UW-Madison’s Susan Miller Smedema was recently awarded a pilot grant from the National Multiple Sclerosis Society for a project that examines ways to help people with the disease bolster their quality of life.

Smedema is an associate professor with the School of Education’s Department of Rehabilitation Psychology and Special Education, and is the director of the rehabilitation counseling master’s degree program.

The research project is titled, “Character Strengths as Buffers against the Negative Effects of Multiple Sclerosis.”

Susan Miller Smedema
In people with multiple sclerosis (MS), Smedema explains how research has shown fatigue, depression, and level of disability are all associated with reductions in individuals’ quality of life (QOL). In addition, studies indicate that people with MS who have a poor QOL demonstrate greater disease progression and deterioration over time.
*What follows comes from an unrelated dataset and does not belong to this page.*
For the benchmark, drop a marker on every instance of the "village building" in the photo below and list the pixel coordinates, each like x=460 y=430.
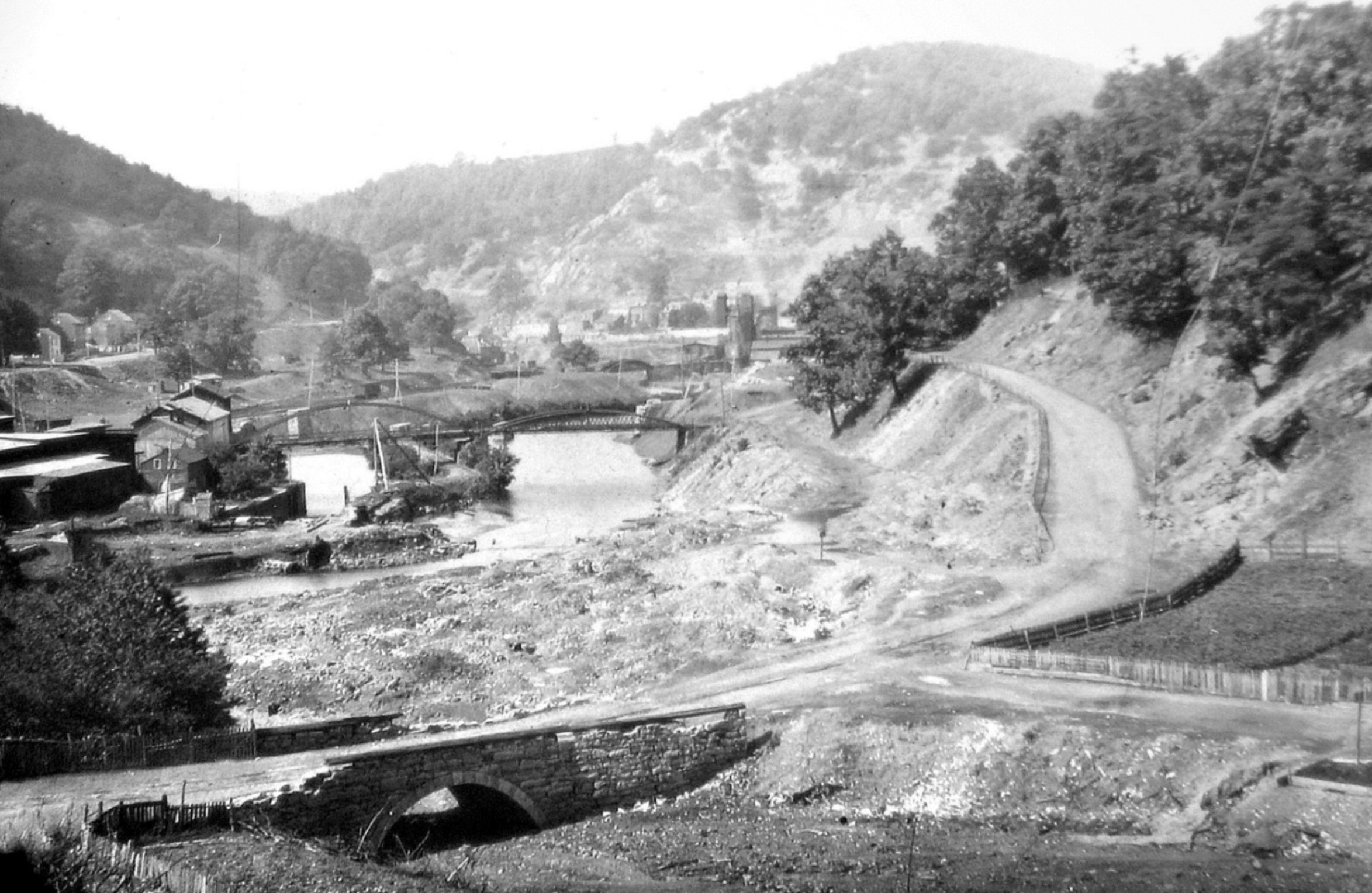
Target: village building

This research project will investigate if individuals with MS who have specific strengths of character -- such as creativity, perseverance, gratitude or hope -- may be protected against negative effects of MS.
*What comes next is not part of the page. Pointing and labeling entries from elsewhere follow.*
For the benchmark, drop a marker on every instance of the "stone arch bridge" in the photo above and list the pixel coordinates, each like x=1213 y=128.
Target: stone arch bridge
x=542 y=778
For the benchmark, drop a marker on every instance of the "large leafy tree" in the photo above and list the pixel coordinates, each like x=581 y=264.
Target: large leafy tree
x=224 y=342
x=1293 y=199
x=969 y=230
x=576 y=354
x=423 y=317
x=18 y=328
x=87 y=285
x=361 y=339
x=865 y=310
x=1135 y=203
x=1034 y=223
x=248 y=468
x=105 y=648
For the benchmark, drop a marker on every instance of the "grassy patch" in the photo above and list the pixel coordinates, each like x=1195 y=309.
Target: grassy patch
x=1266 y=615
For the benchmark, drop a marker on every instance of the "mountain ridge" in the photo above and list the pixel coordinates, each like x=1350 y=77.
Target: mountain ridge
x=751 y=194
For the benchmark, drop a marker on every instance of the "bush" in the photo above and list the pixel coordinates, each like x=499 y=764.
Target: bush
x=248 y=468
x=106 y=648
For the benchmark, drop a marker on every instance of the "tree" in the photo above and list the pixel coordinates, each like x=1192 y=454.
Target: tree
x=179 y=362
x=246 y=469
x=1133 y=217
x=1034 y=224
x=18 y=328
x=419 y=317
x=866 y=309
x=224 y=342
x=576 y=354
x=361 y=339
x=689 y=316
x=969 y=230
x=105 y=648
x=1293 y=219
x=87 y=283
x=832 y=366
Smedema explains that previous studies have found that specific character strengths protect people with physical illnesses from reductions in quality of life, and therefore such strengths may be good targets for intervention in people with MS. 

Participants in this study will complete a survey measuring 24 different character strengths, depression, fatigue, disability and QOL. The character strengths identified as most strongly protecting participants from poor QOL can then be targeted in the development of interventions geared toward helping individuals with MS develop those strengths to maximize their quality of life and improve their psychological, social and physical outcomes.

“I am hoping that the results of this study will be the foundation for the future development of an online training program for individuals with MS, to help augment those character strengths found to protect people from the negative impact of MS,” says Smedema.

The National Multiple Sclerosis Society’s pilot research grant program is designed to support “high-risk pilot grants to quickly test novel ideas. Funding is provided for one year to test innovative, cutting-edge ideas or untested methods, and to gather sufficient preliminary data to apply for longer-term funding.”